The facts are stated in the opinion of the court.
[566]
BURNETT, J.
The petitioner was charged in the justice court of Bridgeport township, county of Mono, with misdemeanor in having commenced and carried on within said county “the business of raising, grazing, herding and pasturing cattle without having taken out or procured a license therefor, as required by an ordinance of the board of supervisors of said county. ’ ’
The said ordinance requires on the part of everyone engaged in such business the payment to the tax collector of the sum of seven cents for each cow, heifer, bull or bullock owned by, in the- possession or under the control of such person and used in such business in Mono county.
It is claimed that petitioner is entitled to his discharge for two reasons: First, the ordinance does not provide that the act complained of shall be a crime; and secondly, the ordinance is “unreasonable, unconstitutional and void, and was not passed for the purpose of regulating the business therein referred to, but was passed solely for the purpose of raising revenue.”

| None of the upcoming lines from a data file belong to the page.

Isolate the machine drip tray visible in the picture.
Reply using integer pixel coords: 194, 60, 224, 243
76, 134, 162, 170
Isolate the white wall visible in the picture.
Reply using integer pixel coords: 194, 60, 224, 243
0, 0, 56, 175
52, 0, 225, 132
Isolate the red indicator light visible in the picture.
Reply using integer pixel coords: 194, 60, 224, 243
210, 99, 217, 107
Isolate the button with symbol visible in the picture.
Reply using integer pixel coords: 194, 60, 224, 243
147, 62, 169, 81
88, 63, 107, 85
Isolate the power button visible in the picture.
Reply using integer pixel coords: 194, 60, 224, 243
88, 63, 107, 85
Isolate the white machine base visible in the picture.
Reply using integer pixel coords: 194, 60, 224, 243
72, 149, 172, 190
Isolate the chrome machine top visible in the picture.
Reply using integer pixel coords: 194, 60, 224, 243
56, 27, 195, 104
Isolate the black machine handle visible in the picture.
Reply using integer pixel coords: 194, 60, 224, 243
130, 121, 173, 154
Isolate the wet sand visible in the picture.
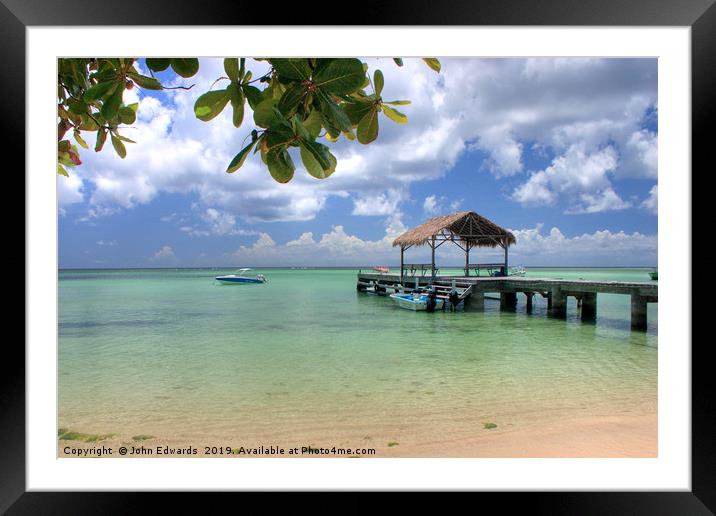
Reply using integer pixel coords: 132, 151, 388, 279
58, 412, 658, 458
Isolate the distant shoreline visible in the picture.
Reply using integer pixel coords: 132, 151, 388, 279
58, 265, 658, 272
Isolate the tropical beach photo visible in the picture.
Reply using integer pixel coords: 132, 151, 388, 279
57, 56, 659, 459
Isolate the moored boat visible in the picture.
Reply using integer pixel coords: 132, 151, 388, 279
214, 268, 268, 285
390, 293, 445, 312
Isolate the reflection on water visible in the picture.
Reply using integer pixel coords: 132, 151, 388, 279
59, 269, 658, 435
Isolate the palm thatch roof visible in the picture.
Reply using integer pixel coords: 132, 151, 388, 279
393, 211, 517, 247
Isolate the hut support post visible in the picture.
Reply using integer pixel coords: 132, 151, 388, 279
465, 242, 470, 276
525, 292, 535, 313
400, 245, 405, 285
430, 235, 435, 280
582, 292, 597, 321
631, 292, 646, 331
551, 285, 567, 319
502, 237, 510, 276
500, 292, 517, 310
470, 290, 485, 310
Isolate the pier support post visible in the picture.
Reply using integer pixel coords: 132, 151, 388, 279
525, 292, 535, 314
550, 285, 567, 319
500, 292, 517, 310
582, 292, 597, 321
631, 292, 646, 331
470, 291, 485, 310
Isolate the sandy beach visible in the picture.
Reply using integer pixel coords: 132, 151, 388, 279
58, 412, 658, 458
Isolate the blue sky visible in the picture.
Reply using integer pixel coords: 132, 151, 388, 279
57, 58, 658, 268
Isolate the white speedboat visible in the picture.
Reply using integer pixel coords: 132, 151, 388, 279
214, 268, 268, 285
390, 292, 445, 312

The ordinance does indeed omit to denounce as a crime the failure to secure said license, but petitioner was amenable to prosecution by virtue of section 435 of the Penal Code, providing that “Every person who commences or carries on any business, trade, profession or calling, for the transaction or carrying on of which a license is required by any law of this state, without taking out or procuring the license prescribed by such law, is guilty of a misdemeanor.” It has been held by the supreme court that “Any law of this state” includes ordinances of counties and municipalities.
(Ex parte Christensen,
85 Cal. 208, [24 Pac. 747];
Ex parte Mansfiels,
106 Cal. 400, [39 Pac.
775]; Ex parte Bagshaw,
152 Cal. 701, [93 Pac. 864].)
The second ground of attack is equally untenable. It is well settled that the “police power, the power to make laws to secure the comfort, convenience, peace and health of the community, is an extensive one, and in its exercise a very wide discretion as to what is needful or proper for the purpose is necessarily committed to the legislative body in which the power to make such laws is vested.”